Sex linkage describes the patterns of inheritance and presentation when a mutated gene (an allele) is present on a sex chromosome (an allosome) rather than a non-sex chromosome (an autosome). They are characteristically different from the autosomal forms of dominance and recessiveness.

Since humans have several times as many genes on the female X chromosome than on the male Y chromosome, X-linked traits are much more common than Y-linked traits. Additionally, there are more X-linked recessive conditions than X-linked dominant, and X-linked recessive conditions affect males much more commonly, due to males only having the one X chromosome required for the condition to present.

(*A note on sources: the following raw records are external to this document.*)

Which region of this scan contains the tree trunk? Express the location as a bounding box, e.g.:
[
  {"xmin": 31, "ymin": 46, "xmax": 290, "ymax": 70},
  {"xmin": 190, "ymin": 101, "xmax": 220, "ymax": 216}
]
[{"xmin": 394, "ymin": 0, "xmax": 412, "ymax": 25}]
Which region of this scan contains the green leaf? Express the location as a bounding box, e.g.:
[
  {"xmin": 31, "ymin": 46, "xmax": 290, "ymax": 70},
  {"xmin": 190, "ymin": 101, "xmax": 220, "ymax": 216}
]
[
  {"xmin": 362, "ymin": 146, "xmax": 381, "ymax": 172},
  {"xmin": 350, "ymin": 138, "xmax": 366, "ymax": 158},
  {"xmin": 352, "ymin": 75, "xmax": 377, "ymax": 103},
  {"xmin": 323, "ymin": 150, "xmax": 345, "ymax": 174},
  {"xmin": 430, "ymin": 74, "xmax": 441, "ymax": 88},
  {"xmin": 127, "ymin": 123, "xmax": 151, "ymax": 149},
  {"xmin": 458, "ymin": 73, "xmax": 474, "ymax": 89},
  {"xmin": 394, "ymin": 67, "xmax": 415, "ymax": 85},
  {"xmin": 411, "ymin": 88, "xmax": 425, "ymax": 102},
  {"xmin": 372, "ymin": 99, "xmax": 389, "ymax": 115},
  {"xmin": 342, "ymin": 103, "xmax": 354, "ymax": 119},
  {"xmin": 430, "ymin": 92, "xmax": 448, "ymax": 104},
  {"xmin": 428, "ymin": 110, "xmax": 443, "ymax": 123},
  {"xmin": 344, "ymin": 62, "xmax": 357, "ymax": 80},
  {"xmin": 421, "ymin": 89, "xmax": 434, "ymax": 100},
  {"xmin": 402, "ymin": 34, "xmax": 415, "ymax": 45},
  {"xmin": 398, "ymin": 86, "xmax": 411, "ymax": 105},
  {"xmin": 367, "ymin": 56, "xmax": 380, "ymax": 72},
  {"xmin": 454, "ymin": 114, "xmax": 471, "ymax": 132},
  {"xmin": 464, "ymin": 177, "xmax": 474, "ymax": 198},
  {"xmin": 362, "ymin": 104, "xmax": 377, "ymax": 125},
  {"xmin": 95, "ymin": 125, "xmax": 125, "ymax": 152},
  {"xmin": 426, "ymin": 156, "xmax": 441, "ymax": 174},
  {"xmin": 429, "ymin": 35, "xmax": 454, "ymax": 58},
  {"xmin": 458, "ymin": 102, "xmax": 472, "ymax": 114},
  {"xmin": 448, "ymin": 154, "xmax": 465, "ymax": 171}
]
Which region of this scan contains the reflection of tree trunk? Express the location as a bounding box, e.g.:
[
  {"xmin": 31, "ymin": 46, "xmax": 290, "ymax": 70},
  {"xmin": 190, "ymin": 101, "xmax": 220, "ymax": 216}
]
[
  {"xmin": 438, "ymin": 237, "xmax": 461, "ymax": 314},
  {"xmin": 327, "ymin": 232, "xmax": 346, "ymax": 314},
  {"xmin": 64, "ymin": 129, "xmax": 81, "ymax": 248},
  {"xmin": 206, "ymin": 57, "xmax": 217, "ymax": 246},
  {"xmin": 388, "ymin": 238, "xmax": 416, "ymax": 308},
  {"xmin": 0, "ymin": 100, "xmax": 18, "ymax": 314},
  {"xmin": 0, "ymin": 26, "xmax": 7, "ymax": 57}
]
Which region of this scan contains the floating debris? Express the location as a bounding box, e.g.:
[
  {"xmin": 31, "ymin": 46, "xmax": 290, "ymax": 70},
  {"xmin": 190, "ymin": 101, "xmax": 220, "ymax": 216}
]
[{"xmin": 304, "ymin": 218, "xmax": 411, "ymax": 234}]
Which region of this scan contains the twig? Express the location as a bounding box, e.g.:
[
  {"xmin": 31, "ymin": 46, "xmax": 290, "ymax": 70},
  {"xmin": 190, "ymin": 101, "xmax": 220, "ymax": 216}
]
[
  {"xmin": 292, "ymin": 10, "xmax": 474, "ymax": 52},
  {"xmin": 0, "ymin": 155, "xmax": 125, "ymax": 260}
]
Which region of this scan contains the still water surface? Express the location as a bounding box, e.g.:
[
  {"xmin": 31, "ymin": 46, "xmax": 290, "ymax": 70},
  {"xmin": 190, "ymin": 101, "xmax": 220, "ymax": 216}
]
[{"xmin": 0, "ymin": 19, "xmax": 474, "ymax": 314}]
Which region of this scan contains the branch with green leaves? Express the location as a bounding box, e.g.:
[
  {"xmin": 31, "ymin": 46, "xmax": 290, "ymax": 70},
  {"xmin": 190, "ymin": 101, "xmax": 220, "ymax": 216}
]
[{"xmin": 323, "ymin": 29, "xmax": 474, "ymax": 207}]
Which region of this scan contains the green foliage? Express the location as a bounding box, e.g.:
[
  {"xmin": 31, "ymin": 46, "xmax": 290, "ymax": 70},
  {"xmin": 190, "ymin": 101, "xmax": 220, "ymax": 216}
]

In humans, X-linked traits are inherited from a carrier or affected mother or from an affected father. In X-linked recessive conditions, a son born to an unaffected father and a carrier mother has a 50% chance of inheriting the mother's X chromosome carrying the mutant allele and presenting with the condition. A daughter on the other hand has a 50% chance of being a carrier, however a fraction of carriers may display a milder (or even full) form of the condition due to their body's normal X-inactivation process preferably inactivating a certain parent's X chromosome (the father's in this case), a phenomenon known as skewed X-inactivation. If the condition is dominant, or if the father is also affected, the daughter has a 50% chance of being affected, with an additional 50% chance of being a carrier in the second case. A son born to an affected father and a non-carrier mother will always be unaffected due to not inheriting the father's X chromosome. A daughter on the other hand will always be a carrier (some of which may present with symptoms due to aforementioned skewed X-inactivation), unless the condition is dominant, in which case she will always be affected. There are a few Y-linked traits; these are inherited by sons from their father and are always expressed.

The incidence of X-linked recessive conditions in females is the square of that in males: for example, if 1 in 20 males in a human population are red-green color blind, then 1 in 400 females in the population are expected to be color-blind (1/20)*(1/20).

The inheritance patterns are different in animals which use different sex-determination systems. In the ZW sex-determination system used by birds, the mammalian pattern is reversed, since the male is the homogametic sex (ZZ) and the female is heterogametic (ZW).

In classical genetics, a mating experiment called a reciprocal cross is performed to test if an animal's trait is sex-linked.